Hace muchísimo no hago un review, será porque no hubieron muchas fechas a las que haya ido el 2010 que hayan valido tanto la pena como ésta, como para dedicarle mi tiempo a contar lo que fue esta 1era visita a Córdoba, la cual, si bien fue por un sólo motivo, terminaron sumándose a medida que pasaron los días, muchas situaciones preciadas y agradables.
Arrancamos tipo 00:30 para La Rural, por suerte no quedaba muy lejos de donde estábamos (punto a favor en Córdoba: desde lugares lindos para pasear y visitar hasta las zonas céntricas y para ir a tomar algo o bailar, se pueden llegar fácilmente con colectivo en pocos minutos). La entrada fue rapidísima, de hecho adentro no habían mas de 50 personas sumadas la pista indoors y la outdoors, es más, hasta nos tocó el nº 1 en el guardarropas jajaja. El sonido afuera estaba lindísimo dentro de la estructura estilo cúpula que alojó luego a Franco y Simbad para que entonaran la noche con su house bien warm y divertido; la noche iba tomando color y la verdad que el clima no pudo acompañar mejor, super cálido con un leve viento reconfortante.
Saliendo del clima outdoors, nos metimos dentro ya que estaba x arrancar Ricardo. Adelante de todo de principio a fin, super cómodos, si bien más tarde el ineludible calor nos puso algo quejumbrosos, nada podía opacar la música que sonaba de la mano de Raresh y Ricardo. Yo diría que más que un b2b fue algo así como una demostración o exhibición de lo que saben hacer, tomándose su tiempo para crear climas que abarquen todos los estilos y estados posibles, pasando desde el microhouse, el tech house, con dejos de jazz, soul y ritmos latinos, as usual, realmente comprobé que quién tiene el honor de compatir cabina con él, siempre termina luciéndose y aprovechando el momento para poner la mejor música.

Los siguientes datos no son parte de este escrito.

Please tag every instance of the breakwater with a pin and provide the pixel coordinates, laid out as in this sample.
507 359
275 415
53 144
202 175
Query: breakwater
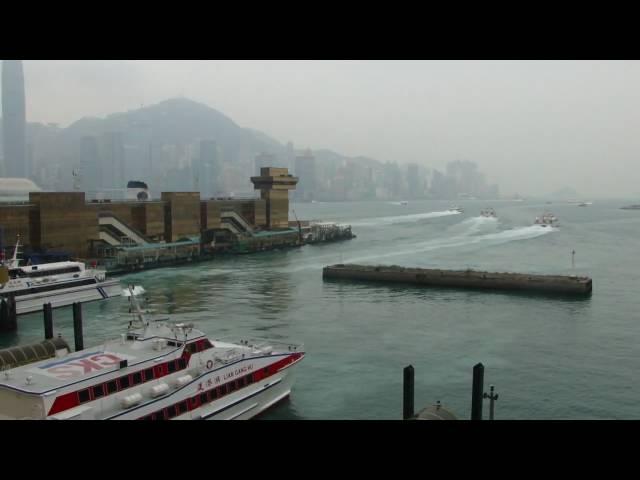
569 284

Ultimos 30 minutos antes de que finalice, como nos tiene acostumbrados, la sutileza de llevarnos a encontrar el placer dentro de los tempos lentos y diría que hasta vacíos de beats, con un desfile de instrumentos que te sensibilizan y llenan de paz al oírlos, al menos para mí, este tipo de cierres son inolvidables e impagables.
Así es, lo que pasó luego, sólo algunos pueden explicarlo -y no estoy del todo segura de que haya palabras o calificativos para hacerlo-, lo guardo en el cajón de experiencias únicas y épicas que tuve el agrado de vivir.